I appreciate this is satire, or marketing, but I'll engage: in this scenario how is the SaaS generating millions if anyone can just prompt their own?

zombot 5 hours ago | parent [-]

Apparently it never occurs to the Believers to ask this exact question. They will pay an expensive subscription to vibe-earn money without working.

gedy 3 hours ago | parent [-]

One of my LinkedIn connections is at a place where the leadership brags about how easy it is to prompt their features. I'm like: are you f-ing stupid?

krzat 6 hours ago | parent | prev | next [-]

The end game is Zuckerberg sitting alone in his bunker and vibe-ceo'ing all of facebook.

zombot 5 hours ago | parent [-]

He'll also have to be vibe-eating because nobody is vibe-growing food any more. Everybody's too busy vibe-vacationing.

sdevonoes 9 hours ago | parent | prev | next [-]

Simply put in your resume that you are a manager? And learn how to vibe code a weather app?

Wouldn’t be the first time I “lie” in my CV about my skills (“lie” in quotes because I can learn pretty fast; I know the fundamentals)

alchemism 8 hours ago | parent [-]

Fake It ‘Till You Make It.

tehlike 12 hours ago | parent | prev | next [-]

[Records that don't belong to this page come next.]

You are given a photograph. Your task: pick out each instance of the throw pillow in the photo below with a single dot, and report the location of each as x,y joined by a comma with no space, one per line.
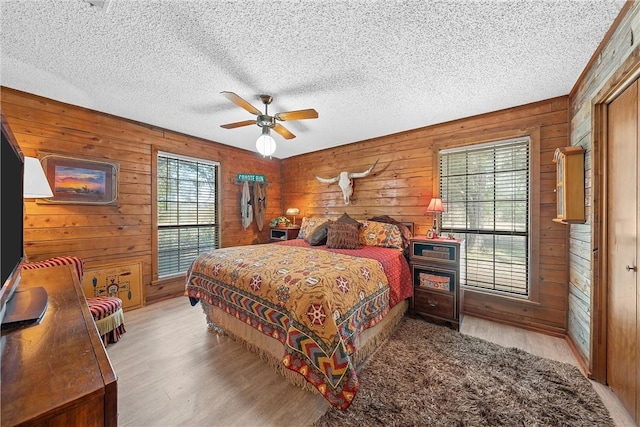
319,235
341,235
375,233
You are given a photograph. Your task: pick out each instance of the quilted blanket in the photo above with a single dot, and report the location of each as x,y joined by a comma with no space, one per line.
315,302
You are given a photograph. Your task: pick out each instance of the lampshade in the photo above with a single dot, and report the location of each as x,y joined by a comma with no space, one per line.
265,143
293,211
35,182
435,205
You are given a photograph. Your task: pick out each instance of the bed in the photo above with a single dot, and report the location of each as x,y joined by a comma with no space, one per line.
312,312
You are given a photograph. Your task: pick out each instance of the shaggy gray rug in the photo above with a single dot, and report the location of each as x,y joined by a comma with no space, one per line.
429,375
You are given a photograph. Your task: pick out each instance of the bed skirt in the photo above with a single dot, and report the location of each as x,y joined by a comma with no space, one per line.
271,350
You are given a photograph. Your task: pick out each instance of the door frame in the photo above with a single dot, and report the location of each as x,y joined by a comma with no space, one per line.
627,73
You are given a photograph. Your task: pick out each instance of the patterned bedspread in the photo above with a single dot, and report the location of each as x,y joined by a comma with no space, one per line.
393,263
315,302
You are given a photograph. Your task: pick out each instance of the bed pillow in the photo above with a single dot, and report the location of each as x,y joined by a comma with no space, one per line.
319,235
309,224
345,218
341,235
373,233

can't tell if you are serious or not.

MrScruff 10 hours ago | parent [-]

It should be obvious, particularly from this line:

> It is truly the next thing, and the future, probably happening in the next 2 years, or in 2 years in 2 years.

bitwize 12 hours ago | parent | prev | next [-]

> by just telling LLMs to make an app or to make money or something.

Again, that is literally OpenAI's business model: burn money building ChatGPT until it's smart enough to tell them how to be profitable.

"That's a bold strategy, Cotton, let's see if it pays off for 'em."

HardCodedBias 3 hours ago | parent | prev | next [-]

"This is the end of software engineering."

Likely. The models have to improve, but the trend has been strong.

I have the misfortune to be required to use Gemini at Google, so I am not seeing it as clearly as others, but indeed the trend seems real.

gedy 3 hours ago | parent | prev | next [-]

Maybe, but why have (frankly not that intelligent/logical) PMs doing dev work vs the dev/eng types being the PMs with AI help?

krater23 13 hours ago | parent | prev | next [-]

HAHAHAHA. Dodged a bullet. Do you really want to work in a enterprice where HR is so dumb to buy this shit? Just think, they hire all your colleagues.

butILoveLife 6 hours ago | parent | prev [-]

A few points to add:

>I have my wife vibe coding programs for her medical company. Its great. Saved her $200/mo so far from ADP

>I have tried encouraging others to vibe code, and they don't even know basic things like how to save files as .html... At best I've taught them to disagree with the AI and tell the AI "Make me a file I can click on".

>Being precise on the steps to solve a problem can be the difference between 1 shot success and floundering.

>Maybe do something that involves physical space and programming.